Quantifying Academic Publication Prestige
When applying for a PhD, it’s hard to quantitatively determine which professors to select as a thesis advisor. And while US News and World Report provides graduate school rankings for course fields, it’s harder to determine which universities are the best for your subfield of interest.
While journals provide a proxy for rankings, knowledge of top journals for fields (much less subfields) is extremely rarified. However, SSRN, arXIv, PubMed, and Google Scholar, provide extensive archives of papers and citation lists to help identify the influence of papers, authors, institutions, and journals.
Tracking Grants
The US government gives us billions in science grants each year through the NSF, the NIH, DARPA, amongst others. You can track grants from proposal to paper. For example, the NSF releases all its grant data in XML and grant recipients are required to publically acknowledge their grant number in publications.
Other funding agencies have similar rules. How long does it take to write a paper and does that vary by discipline? How much does it cost to produce a paper? Are there certain fields or subfields that are more or less expensive? Can you use natural language processing to identify research topics that did not produce what they were promised?
Public Salaries
In the spirit of public transparency, states publish the compensation for all state employees (as a random sample, here are ones for Illinois, Rhode Island, California, Washington State). Which public sector professions or geographies pay better? How much would salaries increase over time? How does this vary by state? Can we correlate teacher pay with school ratings or hospital performance? Does university professor pay track with the prestige of their publication record?
Trending Technology Projects
Stackoverflow offers a comprehensive dump of all its data (available here).
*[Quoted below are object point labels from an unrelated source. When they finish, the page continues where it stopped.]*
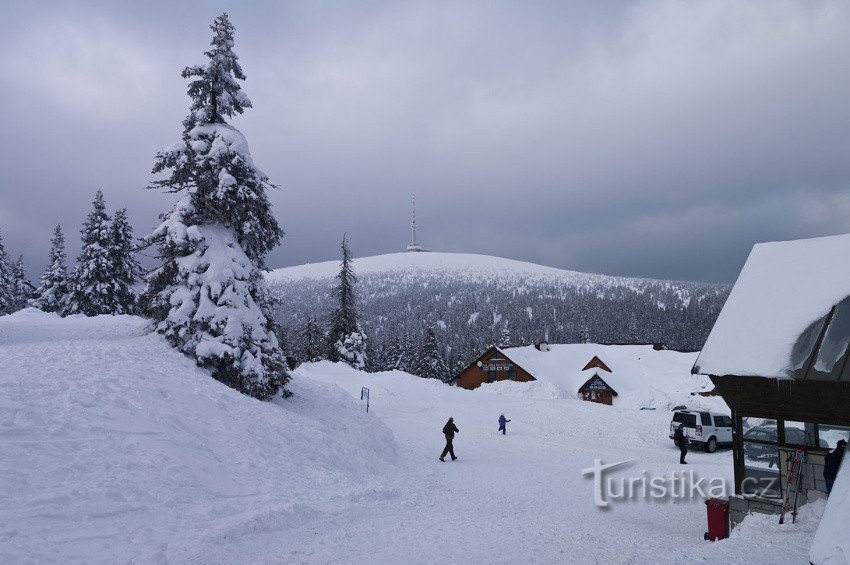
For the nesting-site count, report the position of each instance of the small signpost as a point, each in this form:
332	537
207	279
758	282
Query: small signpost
364	395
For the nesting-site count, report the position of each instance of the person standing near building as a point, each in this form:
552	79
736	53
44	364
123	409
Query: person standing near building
682	442
831	464
449	430
502	422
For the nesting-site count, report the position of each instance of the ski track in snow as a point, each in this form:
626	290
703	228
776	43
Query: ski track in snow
115	448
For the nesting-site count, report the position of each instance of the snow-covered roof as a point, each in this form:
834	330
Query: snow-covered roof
772	321
633	367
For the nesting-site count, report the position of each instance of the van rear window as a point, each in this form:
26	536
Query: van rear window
690	420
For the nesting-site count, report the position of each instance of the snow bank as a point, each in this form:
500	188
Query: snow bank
831	545
116	448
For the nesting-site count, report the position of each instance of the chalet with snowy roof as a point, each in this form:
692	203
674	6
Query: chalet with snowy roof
778	355
589	371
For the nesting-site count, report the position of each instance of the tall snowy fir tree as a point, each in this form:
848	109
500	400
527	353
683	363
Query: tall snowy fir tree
125	268
347	339
92	281
312	341
632	333
505	336
430	363
584	332
407	354
52	293
7	297
22	288
392	354
208	297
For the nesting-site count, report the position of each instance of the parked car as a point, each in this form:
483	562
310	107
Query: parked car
703	429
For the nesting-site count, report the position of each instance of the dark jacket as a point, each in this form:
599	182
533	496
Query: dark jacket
832	461
450	430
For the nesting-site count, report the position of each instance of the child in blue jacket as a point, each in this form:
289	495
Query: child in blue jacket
502	422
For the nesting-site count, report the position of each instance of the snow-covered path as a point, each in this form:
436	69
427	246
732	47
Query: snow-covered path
114	448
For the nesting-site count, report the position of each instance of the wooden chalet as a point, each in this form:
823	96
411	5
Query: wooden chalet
779	355
589	371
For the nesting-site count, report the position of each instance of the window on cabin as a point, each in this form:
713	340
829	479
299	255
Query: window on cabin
761	457
829	436
800	433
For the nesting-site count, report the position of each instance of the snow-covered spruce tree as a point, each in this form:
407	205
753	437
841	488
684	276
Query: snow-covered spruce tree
125	268
347	338
52	293
92	282
208	297
430	363
584	332
505	337
392	354
632	334
7	297
352	350
22	289
312	339
407	354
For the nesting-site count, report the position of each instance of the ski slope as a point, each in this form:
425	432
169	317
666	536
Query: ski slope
115	448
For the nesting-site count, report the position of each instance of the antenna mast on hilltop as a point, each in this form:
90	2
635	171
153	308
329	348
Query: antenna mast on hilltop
413	245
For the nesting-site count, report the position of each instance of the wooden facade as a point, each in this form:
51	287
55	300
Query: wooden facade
490	367
597	390
781	400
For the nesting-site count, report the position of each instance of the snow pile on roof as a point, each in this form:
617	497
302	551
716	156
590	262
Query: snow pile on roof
641	375
118	448
831	545
782	290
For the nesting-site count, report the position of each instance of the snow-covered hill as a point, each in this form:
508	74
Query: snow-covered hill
470	298
116	449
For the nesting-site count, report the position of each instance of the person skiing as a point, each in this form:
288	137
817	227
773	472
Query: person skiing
449	430
831	464
682	443
502	422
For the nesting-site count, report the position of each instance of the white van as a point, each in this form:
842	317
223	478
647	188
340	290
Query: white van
703	429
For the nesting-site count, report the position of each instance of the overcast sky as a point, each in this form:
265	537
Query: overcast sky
656	139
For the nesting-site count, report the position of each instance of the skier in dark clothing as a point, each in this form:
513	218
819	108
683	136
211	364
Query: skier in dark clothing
502	422
449	430
832	462
681	442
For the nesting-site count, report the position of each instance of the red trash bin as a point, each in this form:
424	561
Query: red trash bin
718	519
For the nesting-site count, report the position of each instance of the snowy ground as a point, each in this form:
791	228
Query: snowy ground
114	448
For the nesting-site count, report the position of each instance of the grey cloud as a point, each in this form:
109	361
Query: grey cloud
652	138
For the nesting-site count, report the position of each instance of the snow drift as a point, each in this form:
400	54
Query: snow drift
117	448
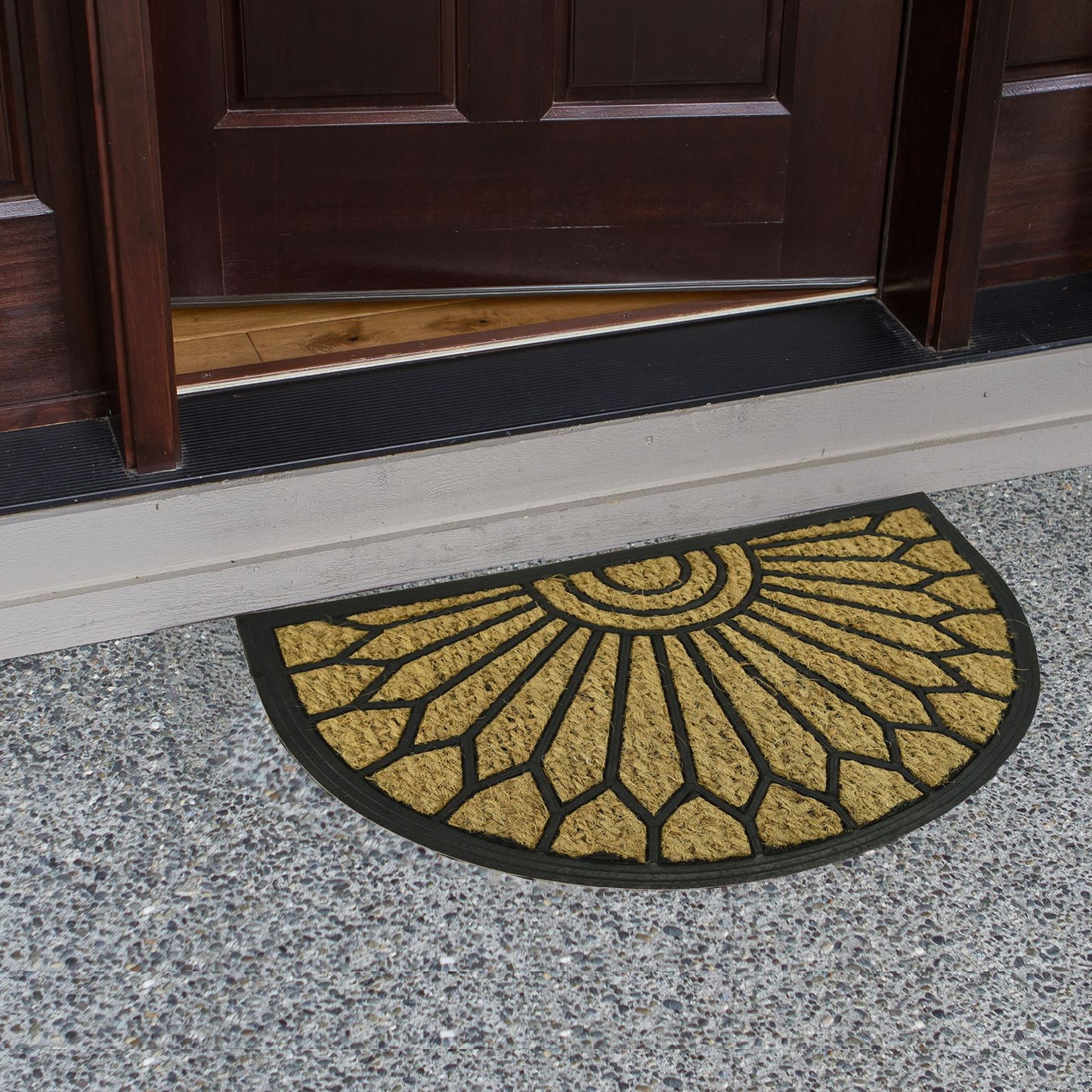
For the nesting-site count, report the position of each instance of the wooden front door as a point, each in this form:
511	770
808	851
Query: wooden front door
372	145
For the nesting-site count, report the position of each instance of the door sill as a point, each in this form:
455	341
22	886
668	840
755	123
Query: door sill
253	323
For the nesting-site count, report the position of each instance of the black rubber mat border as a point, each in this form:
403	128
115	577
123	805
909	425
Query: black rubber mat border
295	729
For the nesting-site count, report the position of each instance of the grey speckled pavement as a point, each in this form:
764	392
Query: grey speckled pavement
181	907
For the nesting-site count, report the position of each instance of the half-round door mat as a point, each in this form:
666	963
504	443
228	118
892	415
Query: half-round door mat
700	712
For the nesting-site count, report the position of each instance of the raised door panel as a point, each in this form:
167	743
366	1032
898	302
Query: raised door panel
379	53
1050	33
571	142
689	49
1038	218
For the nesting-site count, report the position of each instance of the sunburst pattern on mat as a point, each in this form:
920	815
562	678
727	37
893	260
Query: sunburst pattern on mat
719	704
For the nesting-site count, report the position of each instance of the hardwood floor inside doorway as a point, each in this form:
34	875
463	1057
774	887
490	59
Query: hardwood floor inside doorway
247	342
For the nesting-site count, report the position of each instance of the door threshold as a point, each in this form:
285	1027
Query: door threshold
271	342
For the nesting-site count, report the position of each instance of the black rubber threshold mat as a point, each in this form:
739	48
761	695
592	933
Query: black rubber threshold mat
702	712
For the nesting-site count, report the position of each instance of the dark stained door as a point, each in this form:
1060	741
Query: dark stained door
370	145
1038	215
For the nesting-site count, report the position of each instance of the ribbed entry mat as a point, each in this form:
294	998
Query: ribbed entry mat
701	712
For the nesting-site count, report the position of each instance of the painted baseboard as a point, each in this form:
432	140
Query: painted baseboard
101	571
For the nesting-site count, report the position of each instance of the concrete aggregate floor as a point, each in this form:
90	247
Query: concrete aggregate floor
181	907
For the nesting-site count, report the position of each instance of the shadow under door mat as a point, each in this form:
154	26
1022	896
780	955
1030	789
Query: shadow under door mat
700	712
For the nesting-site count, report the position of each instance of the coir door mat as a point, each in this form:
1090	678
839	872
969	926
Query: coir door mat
700	712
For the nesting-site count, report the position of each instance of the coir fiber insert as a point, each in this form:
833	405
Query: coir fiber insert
699	712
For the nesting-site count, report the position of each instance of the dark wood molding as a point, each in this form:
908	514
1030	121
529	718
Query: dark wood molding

You can use this data to identify which users are experts at different subjects (top respondents), which topics get the most traction (plentiful questions and answers), and which topics are naturally harder (have responses only from highly experienced users). Can you use natural language processing to identify a good question (presumably one that receives answers, receives many upvotes, or isn’t marked as off topic) or a good answer (presumably one that receives many upvotes or is marked as “accepted”)?